Monitoring Performance by Analyzing GCS and GES Statistics
In order to determine the amount of work and cost related to inter-instance messaging and contention, examine block transfer rates, remote requests made by each transaction, the number and time waited for global cache events as described under the following headings:
• Analyzing Cache Fusion Impact in Real Application Clusters
• Analyzing Performance Using GCS and GES Statistics
Analyzing Cache Fusion Impact in Real Application Clusters
The effect of accessing blocks in the global cache and maintaining coherency is represented by
• The Global Cache Service statistics for current and cr blocks, for example, gc current blocks received, gc cr blocks received, and so on)
• The Global Cache Service wait events, for gc current block 3-way, gc cr grant 2-way, and so on.
The response time for cache fusion transfers is determined by the messaging and processing times imposed by the physical interconnect components, the IPC protocol and the GCS protocol. It is not affected by disk I/O factors other than occasional log writes. The cache fusion protocol does not require I/O to data files in order to guarantee cache coherency and RAC inherently does not cause any more I/O to disk than a non-clustered instance.
Analyzing Performance Using GCS and GES Statistics
Monitor Global Cache Service performance by identifying data blocks and objects which are frequently used ("hot") by all instances. High concurrency on certain blocks may be identified by Global Cache Service wait events and times.
The following wait events indicate that the access to cached data blocks was held up because they were busy either in the remote or the local cache, respectively:
• gc current block busy
• gc current block 2-way busy
• gc current block 3-way busy
• gc cr block 2-way busy
• gc cr block 3-way busy
This means that the blocks were pinned or held up by sessions or delayed by a log write on a remote instance (for example, gc current, cr 2-way busy, or cr 3-way busy), or that a session on the same instance is already accessing a block which is in transition between instances and the current session needs to wait behind it (for example, gc current block busy).
The V$SESSION_WAIT view to identify objects and data blocks with contention. The gc wait events contain the file and block number for a block request in p1 and p2, respectively.
An additional segment statistic, gc buffer busy, has been added to quickly determine the "busy" objects without recourse to the query on V$SESSION_WAIT mentioned earlier.
The AWR infrastructure provides a view of active session history which can also be used to trace recent wait events and their arguments.
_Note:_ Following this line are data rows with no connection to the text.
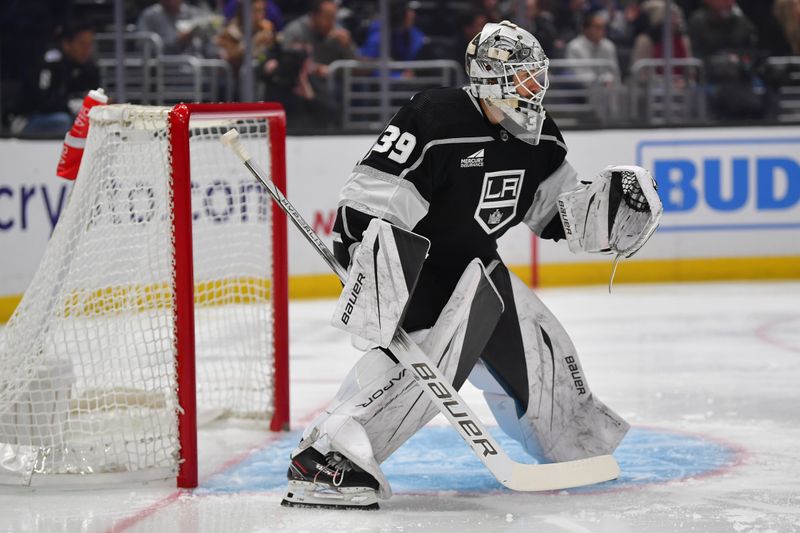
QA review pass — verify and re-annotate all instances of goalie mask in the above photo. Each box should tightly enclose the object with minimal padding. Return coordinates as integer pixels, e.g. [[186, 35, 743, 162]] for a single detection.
[[466, 21, 549, 145]]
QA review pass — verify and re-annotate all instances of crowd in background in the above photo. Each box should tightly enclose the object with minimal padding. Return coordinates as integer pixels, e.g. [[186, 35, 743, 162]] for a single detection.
[[1, 0, 799, 136]]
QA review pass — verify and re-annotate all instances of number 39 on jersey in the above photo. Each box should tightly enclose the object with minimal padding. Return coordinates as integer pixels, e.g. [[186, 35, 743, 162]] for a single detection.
[[372, 125, 417, 164]]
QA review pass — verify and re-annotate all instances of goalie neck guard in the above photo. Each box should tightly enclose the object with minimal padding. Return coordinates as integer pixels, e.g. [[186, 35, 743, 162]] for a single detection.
[[465, 21, 550, 145]]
It is therefore useful for hot block analysis.
Most of the reporting facilities used by AWR and Statspack contain the object statistics and cluster wait class category, so that sampling of the views mentioned earlier is largely unnecessary.
It is advisable to run ADDM on the snapshot data collected by the AWR infrastructure to obtain an overall evaluation of the impact of the global cache. The advisory will also identify the busy objects and SQL highest cluster wait time.
Analyzing Cache Fusion Transfer Impact Using GCS Statistics
Monitor Global Cache Service performance by identifying objects read and modified frequently and the service times imposed by the remote access. Waiting for blocks to arrive may constitute a significant portion of the response time, in the same way that reading from disk could increase the block access delays, only that cache fusion transfers in most cases are faster than disk access latencies.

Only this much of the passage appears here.